21 June, 2018

The future lies with engineers, Kenneth Clarke tells Conservative Conference

30 October, 2009

Speaking at an event organised by the professional engineering community, shadow secretary of state for business, innovation and skills, Kenneth Clarke, told a packed room of the need to put the conditions in place to allow engineering and high tech manufacturing to thrive in the UK. Kenneth Clarke – speaking alongside David Waboso, director of Lines Upgrades at London Underground, and Dr Rachel Cooke, project manager at Cadbury’s – set out the Conservative Party view that tax incentives and grants could play some role in supporting the economic recovery and suggested that environmental technologies and high tech manufacturing were two key areas for the UK’s future. He commented: “The future lies with engineering. High tech manufacturing and engineering aimed at niche markets must be allowed to thrive in Britain. The idea that the modern economies only have services is very dead indeed. Engineering is an absolutely key area.”

Crucial role
The event was chaired by Andrew Haldenby, director of the Reform think tank, which had helped organise similar events held by the engineering community under the banner ‘Engineering the Future’ at the three main party conferences. All speakers, of all parties, had agreed that engineering will play a crucial role in future, he pointed out. David Waboso pointed out that UK engineering is world leading and is crucial to underpin the growth, prosperity and sustainability agendas. He reminded the meeting that it takes 10 years to create a skilled engineer and that the massive infrastructure projects need long-term commitment. “We need to enable engineering to achieve the world-class solutions that we know we have to offer,” he said.

Dr Rachel Cooke, chemical engineer, project developer for Cadbury’s and former IChemE Young Engineer of the Year, told the meeting about her work to inspire more young people into a career that can make a far-reaching and beneficial influence on society. She said: “An engineer is someone who can do for 50 pence what anyone else can do for a pound. What country would not want more of them?”

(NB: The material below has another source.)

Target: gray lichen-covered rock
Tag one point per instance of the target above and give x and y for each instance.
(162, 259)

A path to economic recovery
Speaking on behalf of the engineering community, Paul Jackson, chief executive of the Engineering and Technology Board (ETB) commented that it was very encouraging to see how packed the room was. “This shows the real interest that is now being shown in engineering and technology as a path to economic recovery. Now it is important that we see action taken to ensure that this goal is achieved.”


 
[Photo caption] Kenneth Clarke: “The future lies with engineering. High tech manufacturing and engineering aimed at niche markets must be allowed to thrive in Britain. The idea that the modern economies only have services is very dead indeed. Engineering is an absolutely key area.”